We are a church in that we are a congregation (Hebrews 2:12 c/w Psalm 22:22); not an earthly building. Moreover we strive to be stedfast (unmoveable) in the apostles’ doctrine and fellowship because that was the practice of the first century Christians (Acts 2:42), according to the apostle’s command (I Corinthians 15:58; Hebrews 3:12-15). Yes, we can be in fellowship (mutual association) with the apostles right now because we are (present tense) come unto the general assembly and church of the firstborn, which are written in heaven (Hebrews 12:22-24). There is a church in heaven right now with whom the apostles are assembling; we are simply non-resident members of that assembly.
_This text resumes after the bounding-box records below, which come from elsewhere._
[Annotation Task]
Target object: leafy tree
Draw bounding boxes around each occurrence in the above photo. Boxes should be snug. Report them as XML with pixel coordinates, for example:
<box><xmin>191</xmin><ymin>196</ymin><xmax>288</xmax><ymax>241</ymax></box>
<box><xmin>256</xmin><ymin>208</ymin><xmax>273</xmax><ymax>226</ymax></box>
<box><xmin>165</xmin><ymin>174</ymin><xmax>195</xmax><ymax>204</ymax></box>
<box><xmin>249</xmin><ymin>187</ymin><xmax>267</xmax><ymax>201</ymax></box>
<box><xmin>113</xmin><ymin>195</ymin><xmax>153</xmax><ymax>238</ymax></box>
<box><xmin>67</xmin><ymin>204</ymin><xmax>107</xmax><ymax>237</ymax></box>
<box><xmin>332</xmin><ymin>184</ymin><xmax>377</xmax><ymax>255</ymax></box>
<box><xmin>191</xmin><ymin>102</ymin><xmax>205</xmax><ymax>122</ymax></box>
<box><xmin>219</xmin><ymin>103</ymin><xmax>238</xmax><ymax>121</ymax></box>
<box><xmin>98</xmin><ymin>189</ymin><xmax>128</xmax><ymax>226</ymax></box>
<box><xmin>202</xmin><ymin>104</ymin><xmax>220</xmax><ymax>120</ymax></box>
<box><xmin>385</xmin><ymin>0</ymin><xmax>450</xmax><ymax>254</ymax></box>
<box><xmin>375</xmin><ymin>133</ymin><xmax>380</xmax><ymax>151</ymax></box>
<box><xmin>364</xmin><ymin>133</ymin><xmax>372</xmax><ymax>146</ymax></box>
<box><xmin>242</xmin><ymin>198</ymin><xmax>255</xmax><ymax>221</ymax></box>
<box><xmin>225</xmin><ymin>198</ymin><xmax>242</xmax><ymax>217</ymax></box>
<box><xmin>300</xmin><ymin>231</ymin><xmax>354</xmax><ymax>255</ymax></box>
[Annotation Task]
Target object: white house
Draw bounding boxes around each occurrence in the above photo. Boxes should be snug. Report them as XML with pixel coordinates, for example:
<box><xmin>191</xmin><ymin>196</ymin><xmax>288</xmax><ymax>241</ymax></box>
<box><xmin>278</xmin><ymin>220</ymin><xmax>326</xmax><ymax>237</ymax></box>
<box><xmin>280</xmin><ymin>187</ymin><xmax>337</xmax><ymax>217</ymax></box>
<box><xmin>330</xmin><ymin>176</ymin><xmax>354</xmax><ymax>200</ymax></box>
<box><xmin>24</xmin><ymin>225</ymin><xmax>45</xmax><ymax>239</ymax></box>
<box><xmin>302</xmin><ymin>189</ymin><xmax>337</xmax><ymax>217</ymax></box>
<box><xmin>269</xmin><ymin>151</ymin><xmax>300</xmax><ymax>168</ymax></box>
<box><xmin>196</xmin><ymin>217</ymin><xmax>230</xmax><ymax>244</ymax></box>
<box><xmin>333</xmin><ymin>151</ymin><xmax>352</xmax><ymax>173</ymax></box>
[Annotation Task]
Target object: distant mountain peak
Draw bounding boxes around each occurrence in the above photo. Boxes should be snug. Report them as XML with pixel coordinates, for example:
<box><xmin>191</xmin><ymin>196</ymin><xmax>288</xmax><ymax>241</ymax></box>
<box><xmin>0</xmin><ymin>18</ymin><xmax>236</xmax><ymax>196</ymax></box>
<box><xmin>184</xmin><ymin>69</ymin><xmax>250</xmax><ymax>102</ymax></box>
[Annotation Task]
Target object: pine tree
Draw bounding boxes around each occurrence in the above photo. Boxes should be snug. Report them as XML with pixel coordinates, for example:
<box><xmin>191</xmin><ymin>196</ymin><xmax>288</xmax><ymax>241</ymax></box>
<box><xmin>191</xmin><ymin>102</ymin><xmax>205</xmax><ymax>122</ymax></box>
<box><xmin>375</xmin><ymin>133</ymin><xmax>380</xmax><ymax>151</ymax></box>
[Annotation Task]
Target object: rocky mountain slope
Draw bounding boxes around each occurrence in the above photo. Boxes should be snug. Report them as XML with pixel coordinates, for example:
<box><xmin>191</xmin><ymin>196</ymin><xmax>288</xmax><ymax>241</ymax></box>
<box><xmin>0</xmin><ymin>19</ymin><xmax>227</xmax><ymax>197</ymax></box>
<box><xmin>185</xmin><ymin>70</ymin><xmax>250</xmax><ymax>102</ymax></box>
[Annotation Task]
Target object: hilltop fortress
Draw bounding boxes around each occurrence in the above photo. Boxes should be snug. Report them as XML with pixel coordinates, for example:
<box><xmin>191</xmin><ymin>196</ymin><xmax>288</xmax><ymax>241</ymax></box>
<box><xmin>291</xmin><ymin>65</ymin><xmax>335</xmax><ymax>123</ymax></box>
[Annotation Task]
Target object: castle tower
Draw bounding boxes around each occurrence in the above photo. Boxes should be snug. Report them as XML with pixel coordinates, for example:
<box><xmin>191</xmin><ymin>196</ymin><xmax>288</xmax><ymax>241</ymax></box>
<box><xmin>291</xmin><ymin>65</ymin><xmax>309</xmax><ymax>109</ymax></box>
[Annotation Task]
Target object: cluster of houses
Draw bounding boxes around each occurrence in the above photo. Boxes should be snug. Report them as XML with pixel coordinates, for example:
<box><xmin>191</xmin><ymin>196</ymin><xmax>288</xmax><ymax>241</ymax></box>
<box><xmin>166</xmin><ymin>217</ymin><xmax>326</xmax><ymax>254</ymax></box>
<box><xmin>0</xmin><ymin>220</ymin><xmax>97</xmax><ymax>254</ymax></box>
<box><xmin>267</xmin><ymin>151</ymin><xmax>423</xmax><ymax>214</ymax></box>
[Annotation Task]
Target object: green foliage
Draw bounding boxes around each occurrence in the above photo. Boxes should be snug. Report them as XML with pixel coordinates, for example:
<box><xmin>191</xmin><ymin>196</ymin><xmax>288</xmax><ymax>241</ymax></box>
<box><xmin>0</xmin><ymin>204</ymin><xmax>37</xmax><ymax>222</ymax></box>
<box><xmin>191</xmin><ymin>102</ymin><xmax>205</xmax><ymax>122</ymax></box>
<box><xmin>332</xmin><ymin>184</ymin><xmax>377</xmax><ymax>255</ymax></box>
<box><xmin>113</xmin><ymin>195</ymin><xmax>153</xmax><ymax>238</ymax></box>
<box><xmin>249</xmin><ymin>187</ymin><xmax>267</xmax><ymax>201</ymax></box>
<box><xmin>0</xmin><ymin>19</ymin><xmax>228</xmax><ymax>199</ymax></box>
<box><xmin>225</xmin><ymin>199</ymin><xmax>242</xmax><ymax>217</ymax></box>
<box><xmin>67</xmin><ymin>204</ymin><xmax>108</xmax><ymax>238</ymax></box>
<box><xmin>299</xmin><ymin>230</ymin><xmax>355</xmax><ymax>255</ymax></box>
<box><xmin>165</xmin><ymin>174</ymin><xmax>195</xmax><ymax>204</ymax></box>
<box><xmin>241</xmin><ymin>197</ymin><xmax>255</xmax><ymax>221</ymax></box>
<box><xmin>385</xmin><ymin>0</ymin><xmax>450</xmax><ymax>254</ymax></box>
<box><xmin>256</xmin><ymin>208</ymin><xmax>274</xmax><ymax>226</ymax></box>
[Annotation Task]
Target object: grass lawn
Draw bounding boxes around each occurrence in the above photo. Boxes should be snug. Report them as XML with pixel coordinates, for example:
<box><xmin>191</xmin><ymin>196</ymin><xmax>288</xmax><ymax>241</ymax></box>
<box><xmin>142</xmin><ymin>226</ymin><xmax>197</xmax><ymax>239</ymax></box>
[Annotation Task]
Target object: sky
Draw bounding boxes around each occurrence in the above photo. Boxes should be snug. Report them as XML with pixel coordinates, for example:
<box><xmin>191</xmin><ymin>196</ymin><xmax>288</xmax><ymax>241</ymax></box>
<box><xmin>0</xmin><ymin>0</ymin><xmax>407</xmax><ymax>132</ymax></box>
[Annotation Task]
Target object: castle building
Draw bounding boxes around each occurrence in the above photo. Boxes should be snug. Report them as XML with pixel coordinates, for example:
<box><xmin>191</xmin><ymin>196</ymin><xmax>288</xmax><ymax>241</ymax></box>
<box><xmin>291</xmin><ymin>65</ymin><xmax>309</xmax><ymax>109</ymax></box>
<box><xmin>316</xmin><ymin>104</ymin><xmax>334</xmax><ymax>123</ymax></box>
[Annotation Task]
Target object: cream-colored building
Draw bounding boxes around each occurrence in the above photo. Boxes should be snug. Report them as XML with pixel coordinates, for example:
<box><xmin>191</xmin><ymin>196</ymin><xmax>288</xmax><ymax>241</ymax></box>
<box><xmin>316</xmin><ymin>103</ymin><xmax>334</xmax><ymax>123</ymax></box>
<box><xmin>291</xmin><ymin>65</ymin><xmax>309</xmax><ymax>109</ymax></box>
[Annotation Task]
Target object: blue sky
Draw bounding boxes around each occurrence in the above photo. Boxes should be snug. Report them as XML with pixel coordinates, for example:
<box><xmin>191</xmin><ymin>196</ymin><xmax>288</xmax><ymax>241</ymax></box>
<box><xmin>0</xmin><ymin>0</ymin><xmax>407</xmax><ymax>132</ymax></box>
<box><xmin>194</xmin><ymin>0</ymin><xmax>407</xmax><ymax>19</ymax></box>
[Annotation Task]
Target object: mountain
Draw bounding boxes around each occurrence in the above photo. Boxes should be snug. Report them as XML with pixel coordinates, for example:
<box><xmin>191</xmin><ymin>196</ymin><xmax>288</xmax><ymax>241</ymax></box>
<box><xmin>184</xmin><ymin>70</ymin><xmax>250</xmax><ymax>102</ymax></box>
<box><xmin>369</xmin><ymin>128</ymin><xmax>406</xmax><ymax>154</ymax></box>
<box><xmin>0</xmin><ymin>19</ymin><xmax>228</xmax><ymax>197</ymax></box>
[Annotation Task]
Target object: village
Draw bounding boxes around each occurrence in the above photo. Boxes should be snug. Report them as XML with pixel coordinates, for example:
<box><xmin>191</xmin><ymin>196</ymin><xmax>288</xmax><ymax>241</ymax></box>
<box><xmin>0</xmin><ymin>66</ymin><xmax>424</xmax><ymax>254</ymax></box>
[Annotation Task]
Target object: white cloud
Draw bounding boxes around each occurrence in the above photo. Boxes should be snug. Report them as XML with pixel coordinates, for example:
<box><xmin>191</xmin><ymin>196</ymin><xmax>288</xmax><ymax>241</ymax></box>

Most Baptist churches emphasize history (the records of men) for their doctrine and practice, rather than the real Apostles’ Creed - the Holy Scriptures. A Pauline distinct-reading baptistic disciple is truly a peculiar sort of Baptist. He gives no heed nor regard to historic confessions of faith, neither traditions of the elders. Furthermore, Paul is his guide (I Corinthians 11:1), he is strict in his bible study, and he has a baptism indeed. In closing, let us consider the words of a wise ruler recorded in a Baptist history compiled by the faithful and true witness (Revelations 3:14):
“10 But as for us, the LORD is our God, and we have not forsaken him; and the priests, which minister unto the LORD, are the sons of Aaron, and the Levites wait upon their business: 11 And they burn unto the LORD every morning and every evening burnt sacrifices and sweet incense: the shewbread also set they in order upon the pure table; and the candlestick of gold with the lamps thereof, to burn every evening: for we keep the charge of the LORD our God; but ye have forsaken him. 12 And, behold, God himself is with us for our captain, and his priests with sounding trumpets to cry alarm against you. O children of Israel, fight ye not against the LORD God of your fathers; for ye shall not prosper.” (II Chronicles 13:10-12)
God himself is with us for our captain (Indicating that God is our captain directly). Never mind Elder Gilbert Beebe, CB and Sylvester Hassell, the Waldensians, neither even our Welsh fathers from the valley of Olchon! However, may the great Head of the church, Jesus Christ, bless the memory of these ancient saints (Proverbs 10:7); for they were faithful to the light God gave them. In order to properly honour the memory of these folks, let us be faithful and fervent for the light God has given us.